Wszystko go interesowało, tylko nie szkoła!
Krystian Wieczorek, czyli mecenas Andrzej Budzyński z "M jak miłość" i Jan Janicki z "Julii", to jeden z najchętniej ostatnio angażowanych przez producentów i reżyserów aktorów w Polsce. Tylko w ciągu ostatniego roku zagrał duże role w pięciu serialach! Praca nie jest jednak jego największą pasją...
Krystian Wieczorek twierdzi, że od dziecka ma mnóstwo różnorodnych pasji.
- Pasja to rodzaj poszukiwania uniesienia, które napędza mnie i inspiruje - mówi, dodając, że od zawsze potrzebuje coraz to nowych wyzwań. Interesuje się muzyką i poezją, ale też sportami walki, jazdą na nartach i kajakarstwem.
- Muszę być na tyle otwartym i aktywnym, by gromadzić w swoim magazynie i doświadczenia, i wiedzę. To pomaga w budowaniu ról i rozwija mnie prywatnie. Wszystkie moje pasje są potrzebne, by mieć radochę z aktorstwa. Nigdy nie wiem, co z mojego magazynu wyciągnę - twierdzi.
Jako uczeń technikum wieczorowego w Strzelinie myślał, że zostanie muzykiem albo malarzem. Przyszło mu też do głowy, by zająć się zawodowo sportem, ale kontuzja, jakiej się nabawił, uniemożliwiła mu dalszą karierę w tym kierunku.
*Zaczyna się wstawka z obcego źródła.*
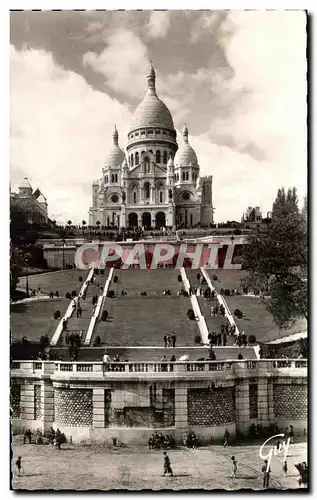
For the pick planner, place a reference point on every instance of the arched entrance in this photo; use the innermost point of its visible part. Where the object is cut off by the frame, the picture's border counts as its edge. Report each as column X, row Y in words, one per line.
column 160, row 220
column 133, row 219
column 146, row 219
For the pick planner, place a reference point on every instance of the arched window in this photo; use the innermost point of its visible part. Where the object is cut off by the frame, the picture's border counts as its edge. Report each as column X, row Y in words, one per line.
column 146, row 190
column 147, row 165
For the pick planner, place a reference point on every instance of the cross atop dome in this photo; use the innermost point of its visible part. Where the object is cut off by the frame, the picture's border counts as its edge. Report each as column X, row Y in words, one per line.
column 151, row 78
column 115, row 136
column 185, row 133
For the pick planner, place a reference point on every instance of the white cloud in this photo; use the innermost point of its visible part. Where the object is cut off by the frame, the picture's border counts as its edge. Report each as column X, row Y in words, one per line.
column 158, row 25
column 60, row 131
column 123, row 63
column 268, row 55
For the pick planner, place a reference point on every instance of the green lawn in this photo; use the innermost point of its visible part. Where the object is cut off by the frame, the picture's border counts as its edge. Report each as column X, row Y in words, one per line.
column 33, row 319
column 143, row 321
column 257, row 320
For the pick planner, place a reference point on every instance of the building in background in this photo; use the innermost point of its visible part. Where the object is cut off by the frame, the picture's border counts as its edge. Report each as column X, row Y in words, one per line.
column 156, row 182
column 32, row 202
column 252, row 216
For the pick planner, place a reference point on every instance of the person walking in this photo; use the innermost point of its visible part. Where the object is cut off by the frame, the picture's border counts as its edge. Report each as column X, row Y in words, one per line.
column 18, row 465
column 234, row 467
column 167, row 465
column 285, row 467
column 266, row 470
column 226, row 438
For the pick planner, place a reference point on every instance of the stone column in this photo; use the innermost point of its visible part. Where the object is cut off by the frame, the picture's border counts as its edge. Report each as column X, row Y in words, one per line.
column 270, row 400
column 263, row 410
column 181, row 416
column 27, row 403
column 98, row 408
column 47, row 405
column 123, row 215
column 242, row 406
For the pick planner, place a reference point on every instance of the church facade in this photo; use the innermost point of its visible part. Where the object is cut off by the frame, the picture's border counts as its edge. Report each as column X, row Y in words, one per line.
column 157, row 182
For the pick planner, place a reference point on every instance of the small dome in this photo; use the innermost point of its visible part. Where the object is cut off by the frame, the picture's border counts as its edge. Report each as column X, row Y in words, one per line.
column 25, row 184
column 151, row 112
column 124, row 164
column 115, row 155
column 170, row 162
column 185, row 155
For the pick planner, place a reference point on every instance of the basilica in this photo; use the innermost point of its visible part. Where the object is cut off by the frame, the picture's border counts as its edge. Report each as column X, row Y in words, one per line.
column 156, row 182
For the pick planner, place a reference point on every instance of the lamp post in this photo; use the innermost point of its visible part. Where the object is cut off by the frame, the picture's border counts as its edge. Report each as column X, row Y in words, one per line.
column 63, row 241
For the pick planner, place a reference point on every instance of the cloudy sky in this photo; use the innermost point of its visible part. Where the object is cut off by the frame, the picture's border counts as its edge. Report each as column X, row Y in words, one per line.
column 237, row 78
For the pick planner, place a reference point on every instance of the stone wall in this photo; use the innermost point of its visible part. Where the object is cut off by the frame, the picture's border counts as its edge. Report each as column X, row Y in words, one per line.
column 140, row 407
column 290, row 401
column 15, row 400
column 211, row 407
column 253, row 399
column 73, row 407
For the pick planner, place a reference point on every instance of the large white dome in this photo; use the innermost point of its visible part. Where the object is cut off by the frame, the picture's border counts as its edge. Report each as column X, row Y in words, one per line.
column 152, row 112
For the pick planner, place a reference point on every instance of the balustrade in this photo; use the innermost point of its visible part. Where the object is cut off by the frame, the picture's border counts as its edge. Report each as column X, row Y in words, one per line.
column 157, row 367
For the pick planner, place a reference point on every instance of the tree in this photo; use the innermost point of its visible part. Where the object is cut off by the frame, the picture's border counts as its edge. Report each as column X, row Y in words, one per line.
column 276, row 260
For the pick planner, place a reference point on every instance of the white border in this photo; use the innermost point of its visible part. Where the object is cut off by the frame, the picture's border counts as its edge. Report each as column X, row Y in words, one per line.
column 4, row 148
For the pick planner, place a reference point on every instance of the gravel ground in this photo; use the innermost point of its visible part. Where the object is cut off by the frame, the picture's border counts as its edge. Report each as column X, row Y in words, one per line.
column 99, row 468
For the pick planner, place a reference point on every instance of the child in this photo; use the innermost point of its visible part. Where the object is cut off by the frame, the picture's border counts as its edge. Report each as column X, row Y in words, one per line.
column 285, row 467
column 18, row 464
column 234, row 467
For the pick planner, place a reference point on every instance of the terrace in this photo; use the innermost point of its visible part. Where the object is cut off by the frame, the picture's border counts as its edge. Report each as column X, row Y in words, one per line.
column 257, row 320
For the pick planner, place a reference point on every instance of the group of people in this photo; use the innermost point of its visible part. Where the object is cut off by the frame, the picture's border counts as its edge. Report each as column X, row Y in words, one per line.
column 170, row 340
column 159, row 441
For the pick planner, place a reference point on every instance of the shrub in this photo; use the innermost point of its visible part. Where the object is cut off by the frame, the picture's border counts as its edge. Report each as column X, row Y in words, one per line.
column 57, row 314
column 191, row 314
column 97, row 341
column 238, row 313
column 104, row 316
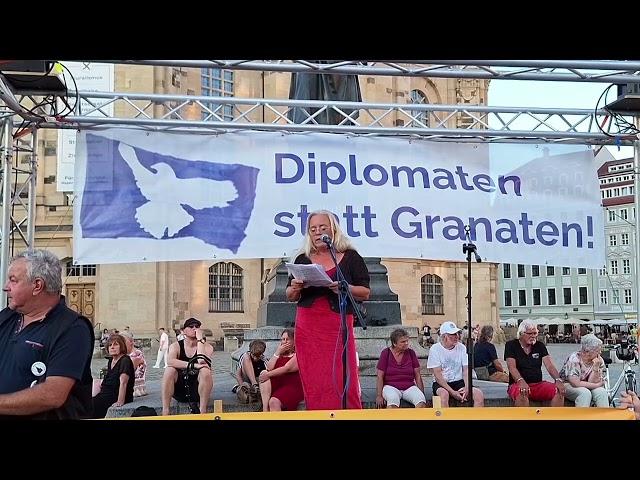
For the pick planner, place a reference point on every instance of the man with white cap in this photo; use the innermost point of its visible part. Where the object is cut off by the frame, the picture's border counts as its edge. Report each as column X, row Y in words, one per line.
column 448, row 359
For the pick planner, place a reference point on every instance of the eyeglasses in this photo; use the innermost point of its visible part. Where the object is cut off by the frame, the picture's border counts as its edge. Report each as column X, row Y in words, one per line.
column 320, row 228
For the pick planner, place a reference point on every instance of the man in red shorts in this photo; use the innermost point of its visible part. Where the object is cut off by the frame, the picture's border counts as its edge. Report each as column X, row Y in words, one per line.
column 525, row 356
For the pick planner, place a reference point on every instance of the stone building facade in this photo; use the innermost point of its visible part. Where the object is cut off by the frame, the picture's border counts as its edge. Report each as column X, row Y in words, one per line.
column 147, row 296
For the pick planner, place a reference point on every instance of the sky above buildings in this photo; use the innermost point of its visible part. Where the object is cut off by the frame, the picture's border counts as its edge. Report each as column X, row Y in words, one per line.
column 525, row 93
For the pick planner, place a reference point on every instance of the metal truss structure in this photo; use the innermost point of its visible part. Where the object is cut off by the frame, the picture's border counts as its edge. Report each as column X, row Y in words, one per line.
column 420, row 121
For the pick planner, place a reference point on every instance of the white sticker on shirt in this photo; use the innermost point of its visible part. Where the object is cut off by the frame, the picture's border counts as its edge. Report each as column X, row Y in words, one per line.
column 38, row 369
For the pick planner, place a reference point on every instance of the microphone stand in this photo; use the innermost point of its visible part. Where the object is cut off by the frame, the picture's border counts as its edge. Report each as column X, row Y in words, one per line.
column 344, row 294
column 469, row 248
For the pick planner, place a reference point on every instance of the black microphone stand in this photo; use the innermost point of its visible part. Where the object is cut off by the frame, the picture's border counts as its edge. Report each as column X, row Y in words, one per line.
column 343, row 295
column 469, row 248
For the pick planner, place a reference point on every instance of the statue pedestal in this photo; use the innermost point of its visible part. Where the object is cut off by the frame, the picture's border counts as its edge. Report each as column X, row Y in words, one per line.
column 383, row 307
column 369, row 344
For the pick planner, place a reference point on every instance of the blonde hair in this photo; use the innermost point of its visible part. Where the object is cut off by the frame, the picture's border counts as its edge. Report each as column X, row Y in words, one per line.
column 340, row 240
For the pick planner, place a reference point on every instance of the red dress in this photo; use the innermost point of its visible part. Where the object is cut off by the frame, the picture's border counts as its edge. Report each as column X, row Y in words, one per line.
column 319, row 351
column 287, row 388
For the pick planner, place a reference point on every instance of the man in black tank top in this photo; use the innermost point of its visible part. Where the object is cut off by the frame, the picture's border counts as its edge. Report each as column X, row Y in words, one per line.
column 197, row 389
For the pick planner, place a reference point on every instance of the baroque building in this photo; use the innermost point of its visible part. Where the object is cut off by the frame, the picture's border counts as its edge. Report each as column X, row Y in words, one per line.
column 225, row 294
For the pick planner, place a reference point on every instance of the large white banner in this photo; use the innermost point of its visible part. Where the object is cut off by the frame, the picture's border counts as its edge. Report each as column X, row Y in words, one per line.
column 151, row 196
column 90, row 77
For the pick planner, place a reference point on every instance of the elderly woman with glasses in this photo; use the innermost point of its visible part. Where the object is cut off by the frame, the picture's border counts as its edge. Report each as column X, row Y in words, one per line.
column 525, row 356
column 582, row 374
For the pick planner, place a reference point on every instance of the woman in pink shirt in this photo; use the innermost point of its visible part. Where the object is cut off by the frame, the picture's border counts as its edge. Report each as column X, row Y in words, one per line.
column 399, row 374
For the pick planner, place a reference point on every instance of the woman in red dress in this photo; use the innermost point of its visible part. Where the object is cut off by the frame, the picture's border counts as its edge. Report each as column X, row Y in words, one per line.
column 318, row 326
column 280, row 385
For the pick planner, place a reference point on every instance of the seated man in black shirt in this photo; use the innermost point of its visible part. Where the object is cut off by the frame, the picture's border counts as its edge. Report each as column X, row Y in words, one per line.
column 250, row 364
column 485, row 355
column 45, row 347
column 525, row 356
column 197, row 389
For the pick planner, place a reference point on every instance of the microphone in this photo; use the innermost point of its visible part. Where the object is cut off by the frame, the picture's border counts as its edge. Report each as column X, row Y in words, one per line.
column 327, row 239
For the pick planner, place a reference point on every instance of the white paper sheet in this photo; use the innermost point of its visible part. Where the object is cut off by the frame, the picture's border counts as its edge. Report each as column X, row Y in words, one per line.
column 312, row 275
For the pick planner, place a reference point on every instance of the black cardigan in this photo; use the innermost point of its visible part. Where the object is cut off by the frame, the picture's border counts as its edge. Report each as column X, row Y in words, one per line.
column 355, row 273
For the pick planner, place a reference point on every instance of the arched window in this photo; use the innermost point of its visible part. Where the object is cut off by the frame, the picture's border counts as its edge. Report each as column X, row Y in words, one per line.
column 432, row 297
column 72, row 270
column 422, row 116
column 225, row 287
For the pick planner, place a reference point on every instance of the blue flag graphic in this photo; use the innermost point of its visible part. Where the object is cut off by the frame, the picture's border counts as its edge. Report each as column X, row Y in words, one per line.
column 130, row 192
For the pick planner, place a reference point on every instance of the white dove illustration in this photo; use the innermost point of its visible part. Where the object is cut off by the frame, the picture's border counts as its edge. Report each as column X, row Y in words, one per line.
column 166, row 194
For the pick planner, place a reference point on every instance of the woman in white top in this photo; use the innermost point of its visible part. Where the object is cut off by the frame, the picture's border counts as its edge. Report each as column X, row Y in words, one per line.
column 449, row 362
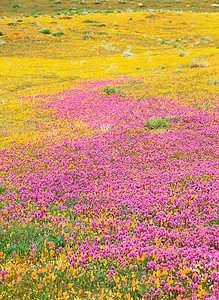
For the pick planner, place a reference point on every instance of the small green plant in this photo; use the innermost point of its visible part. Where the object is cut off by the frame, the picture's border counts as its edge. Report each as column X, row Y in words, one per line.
column 110, row 91
column 45, row 31
column 155, row 123
column 58, row 33
column 175, row 119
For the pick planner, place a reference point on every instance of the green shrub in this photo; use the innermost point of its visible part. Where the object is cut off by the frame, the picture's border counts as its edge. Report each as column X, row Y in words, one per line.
column 45, row 31
column 110, row 91
column 58, row 33
column 155, row 123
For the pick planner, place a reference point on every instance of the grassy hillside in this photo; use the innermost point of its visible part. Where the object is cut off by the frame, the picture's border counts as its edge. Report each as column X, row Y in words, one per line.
column 37, row 7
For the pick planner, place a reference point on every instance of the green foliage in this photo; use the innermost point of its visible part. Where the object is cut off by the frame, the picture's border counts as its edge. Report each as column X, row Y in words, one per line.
column 155, row 123
column 58, row 33
column 2, row 190
column 110, row 91
column 45, row 31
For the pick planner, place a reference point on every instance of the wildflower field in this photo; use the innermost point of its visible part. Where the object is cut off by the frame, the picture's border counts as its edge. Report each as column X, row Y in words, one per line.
column 109, row 156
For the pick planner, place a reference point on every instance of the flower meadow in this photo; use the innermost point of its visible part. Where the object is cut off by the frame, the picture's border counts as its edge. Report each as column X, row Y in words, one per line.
column 109, row 184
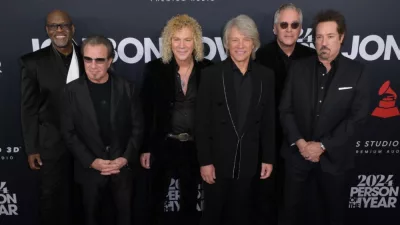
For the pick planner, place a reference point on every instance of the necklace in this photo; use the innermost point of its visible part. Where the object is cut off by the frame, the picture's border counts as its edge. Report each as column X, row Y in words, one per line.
column 183, row 83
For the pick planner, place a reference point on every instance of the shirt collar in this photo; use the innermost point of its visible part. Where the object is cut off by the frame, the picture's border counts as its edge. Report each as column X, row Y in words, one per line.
column 235, row 68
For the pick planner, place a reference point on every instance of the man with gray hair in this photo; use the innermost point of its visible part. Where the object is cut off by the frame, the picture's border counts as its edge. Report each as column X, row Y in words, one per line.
column 278, row 56
column 235, row 117
column 102, row 126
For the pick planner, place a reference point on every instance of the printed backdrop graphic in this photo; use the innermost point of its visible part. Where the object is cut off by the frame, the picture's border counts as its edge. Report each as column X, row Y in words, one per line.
column 134, row 28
- Wszystko mnie interesowało, tylko nie szkoła! Najbardziej kręciła mnie sztuka pod każdą postacią. Chciałem być artystą! - wspomina.
Aktorstwo okazało się dla Krystiana Wieczorka strzałem w dziesiątkę.
- Dobrze trafiłem, jeśli chodzi o moją osobowość i potrzeby. Jako aktor muszę ciągle pracować nad sobą i znać się trochę na wszystkim - mówi.